Психофизиологическая (а не только моральная!) реальность индивидуальной любви, с ее напряженностью, яркостью и драматизмом, доказывается не морализирующими фразами, а строгим научным анализом самой физической стороны любви. В этой области многое еще не ясно. Сексология как наука возникла только в XX в., и многие разделы ее пока носят описательный характер. Велики трудности теоретического порядка. В частности, на разработке собственно сексологических проблем сказывается недостаточная изученность закономерностей полового диморфизма в филогенезе—онтогенезе (см. статью Б. Г. Ананьева «Важная проблема современной педагогической антропологии», «Советская педагогика», 1966, № 1). Но одно представляется бесспорным — степень удовлетворенности, получаемой субъектом в процессе его сексуальной деятельности, находится в прямой зависимости от степени его эмоциональной увлеченности, глубины и яркости его собственного чувства. «Любовь и секс не одно и то же, но вопреки утверждениям некоторых психологов, …не может быть секса без любви. Сексуальный контакт будет переживаться как приятный в той степени, в какой в нем присутствует любовь или нежные чувства»,—пишет А. Лоуен в «Энциклопедии сексуального поведения» («Encyclopedia of sexual behavior", vol.2, р. 739. Ср . I.R Udry. The social context of marriage. N.Y. 1966).

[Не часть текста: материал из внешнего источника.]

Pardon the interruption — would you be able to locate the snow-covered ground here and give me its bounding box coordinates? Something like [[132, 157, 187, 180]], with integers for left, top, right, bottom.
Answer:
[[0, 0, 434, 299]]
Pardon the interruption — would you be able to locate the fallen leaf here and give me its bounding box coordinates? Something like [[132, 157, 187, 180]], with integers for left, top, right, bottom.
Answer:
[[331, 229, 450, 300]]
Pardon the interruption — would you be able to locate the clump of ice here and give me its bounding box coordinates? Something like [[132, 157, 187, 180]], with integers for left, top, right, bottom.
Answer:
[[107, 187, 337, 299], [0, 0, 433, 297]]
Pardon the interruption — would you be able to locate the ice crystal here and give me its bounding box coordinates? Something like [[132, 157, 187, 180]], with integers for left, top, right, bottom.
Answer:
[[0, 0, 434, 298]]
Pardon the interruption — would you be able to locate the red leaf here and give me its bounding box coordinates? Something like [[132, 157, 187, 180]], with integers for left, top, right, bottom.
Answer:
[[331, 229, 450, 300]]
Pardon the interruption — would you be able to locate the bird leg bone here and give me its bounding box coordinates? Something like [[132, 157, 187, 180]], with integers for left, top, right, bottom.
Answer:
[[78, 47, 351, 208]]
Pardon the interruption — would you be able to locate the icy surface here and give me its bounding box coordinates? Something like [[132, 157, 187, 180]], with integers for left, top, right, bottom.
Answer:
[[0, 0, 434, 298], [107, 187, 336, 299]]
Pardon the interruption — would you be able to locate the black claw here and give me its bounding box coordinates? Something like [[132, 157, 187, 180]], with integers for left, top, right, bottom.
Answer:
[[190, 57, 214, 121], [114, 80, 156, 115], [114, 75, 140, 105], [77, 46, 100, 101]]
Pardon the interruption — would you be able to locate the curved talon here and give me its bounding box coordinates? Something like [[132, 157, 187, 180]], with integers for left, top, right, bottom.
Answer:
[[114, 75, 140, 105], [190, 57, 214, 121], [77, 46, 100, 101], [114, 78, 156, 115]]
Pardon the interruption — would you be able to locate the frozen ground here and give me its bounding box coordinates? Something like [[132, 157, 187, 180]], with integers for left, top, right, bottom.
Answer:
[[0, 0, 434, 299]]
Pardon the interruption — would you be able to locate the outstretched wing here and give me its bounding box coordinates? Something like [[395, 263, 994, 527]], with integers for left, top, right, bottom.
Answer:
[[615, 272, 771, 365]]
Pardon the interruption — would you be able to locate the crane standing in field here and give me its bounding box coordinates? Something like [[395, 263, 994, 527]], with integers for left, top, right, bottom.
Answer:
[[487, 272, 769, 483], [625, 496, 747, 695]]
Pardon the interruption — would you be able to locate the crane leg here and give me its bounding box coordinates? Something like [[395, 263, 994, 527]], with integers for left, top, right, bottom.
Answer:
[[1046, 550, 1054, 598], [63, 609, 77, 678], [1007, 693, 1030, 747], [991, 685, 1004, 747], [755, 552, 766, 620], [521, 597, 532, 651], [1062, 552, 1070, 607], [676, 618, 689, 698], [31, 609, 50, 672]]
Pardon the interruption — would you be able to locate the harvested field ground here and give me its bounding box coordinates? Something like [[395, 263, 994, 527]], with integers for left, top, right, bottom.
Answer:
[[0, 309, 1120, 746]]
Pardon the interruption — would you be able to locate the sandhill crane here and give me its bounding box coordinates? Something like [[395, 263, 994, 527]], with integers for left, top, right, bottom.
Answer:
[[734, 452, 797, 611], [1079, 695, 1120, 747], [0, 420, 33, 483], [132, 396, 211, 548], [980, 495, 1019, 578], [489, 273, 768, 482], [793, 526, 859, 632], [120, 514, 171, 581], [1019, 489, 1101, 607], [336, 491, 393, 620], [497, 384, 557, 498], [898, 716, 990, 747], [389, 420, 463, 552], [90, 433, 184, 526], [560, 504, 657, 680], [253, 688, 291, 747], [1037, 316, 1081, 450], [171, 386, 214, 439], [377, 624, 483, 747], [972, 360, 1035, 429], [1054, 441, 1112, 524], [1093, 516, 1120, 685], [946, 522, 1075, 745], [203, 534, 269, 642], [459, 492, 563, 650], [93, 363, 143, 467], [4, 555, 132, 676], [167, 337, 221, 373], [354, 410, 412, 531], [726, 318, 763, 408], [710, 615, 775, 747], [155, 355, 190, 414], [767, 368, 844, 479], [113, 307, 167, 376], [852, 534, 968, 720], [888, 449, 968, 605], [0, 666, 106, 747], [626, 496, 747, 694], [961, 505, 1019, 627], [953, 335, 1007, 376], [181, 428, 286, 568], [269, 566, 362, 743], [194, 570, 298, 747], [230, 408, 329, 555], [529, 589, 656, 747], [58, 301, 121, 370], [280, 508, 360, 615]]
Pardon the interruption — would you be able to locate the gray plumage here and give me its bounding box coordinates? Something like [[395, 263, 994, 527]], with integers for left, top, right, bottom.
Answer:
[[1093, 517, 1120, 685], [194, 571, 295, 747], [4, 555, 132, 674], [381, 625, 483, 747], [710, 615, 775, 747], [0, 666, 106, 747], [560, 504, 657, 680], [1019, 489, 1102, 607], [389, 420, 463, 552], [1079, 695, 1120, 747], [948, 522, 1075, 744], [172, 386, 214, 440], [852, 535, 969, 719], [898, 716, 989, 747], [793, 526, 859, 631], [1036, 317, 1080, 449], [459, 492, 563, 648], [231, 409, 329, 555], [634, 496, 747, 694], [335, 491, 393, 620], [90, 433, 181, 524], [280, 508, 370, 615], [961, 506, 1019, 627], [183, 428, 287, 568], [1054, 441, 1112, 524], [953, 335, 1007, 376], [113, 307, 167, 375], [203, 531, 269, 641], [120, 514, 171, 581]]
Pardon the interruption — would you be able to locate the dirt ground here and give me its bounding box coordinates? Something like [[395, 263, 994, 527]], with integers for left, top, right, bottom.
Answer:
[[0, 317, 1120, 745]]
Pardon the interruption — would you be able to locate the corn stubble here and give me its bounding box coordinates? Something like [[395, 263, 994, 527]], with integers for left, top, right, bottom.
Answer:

Сексуальная адаптация супружеской пары, в которой многие склонны видеть чисто физиологический процесс, в действительности представляет собой органическую часть гораздо более сложного процесса личностной адаптации. Половая любовь, пишет известный американский психиатр Э. Эриксон,— это «совместные поиски разделенной индивидуальности, совместной проверки себя путем обнаружения себя, растворившись в другом».

«Зрелая генитальность» включает в себя, по Эриксону,

  1. совместность оргазма
  2. с любимым партнером
  3. другого пола,
  4. с которым человек может и хочет делить взаимное доверие
  5. и с которым он способен и хочет регулировать циклы
  6. с тем, чтобы обеспечить потомству также все стадии благоприятного развития (Е. Н. Erikson. Childhood and Society . 2-nd ed. N. Y., 1963, р. 266).

Таким образом, верно не только то, что социальная зрелость личности предполагает зрелость половую и соответствующую сексуальную адаптацию, но и обратное: зрелая сексуальность предполагает зрелость социально-психологическую, к которой человек приходит не сразу, а в итоге длительного развития и взаимодействия с другими людьми.

Разумеется, здесь нет полного соответствия. Развитие человеческой личности противоречиво и полно диспропорций. Эриксон недаром называет свою схему «утопией», подчеркивая трудность ее реализации. Дело не только в том, что стадии сексуального и социального развития могут не совпадать друг с другом во времени Нередко человек, искалеченный неправильным воспитанием, оказывается вообще неспособным к глубокой и всеобъемлющей любви, и эта сторона его жизни поневоле ограничивается менее совершенными формами, что, однако, не мешает ему быть полезным членом общества и добиваться выдающихся успехов в избранной сфере. Равным образом «талант любви» (не физиологическая потенция, а именно способность к большому яркому чувству) иногда бывает единственным и исключительным даром, подчиняя себе все прочие свойства индивида. Мы ничего не знаем о широте общественно-политических горизонтов Джульетты, но эта четырнадцатилетняя девочка символизирует для нас всю красоту романтической любви. Люди—разные, их нельзя равнять под один ранжир. Но стремиться к гармонии необходимо, и это стремление старшие обязаны передавать младшим.

А для этого они сами должны знать о сексуальной жизни больше, чем это возможно на основании ограниченного личного опыта. В первую очередь речь идет о врачах и учителях. Им совершенно недостаточно того полузнания и той полуправды, которые дают популярные статьи в журнале «Здоровье». Начинать нужно с создания серьезного научного курса сексологии, который бы объединил усилия врачей, психологов и социологов, работающих в этой области.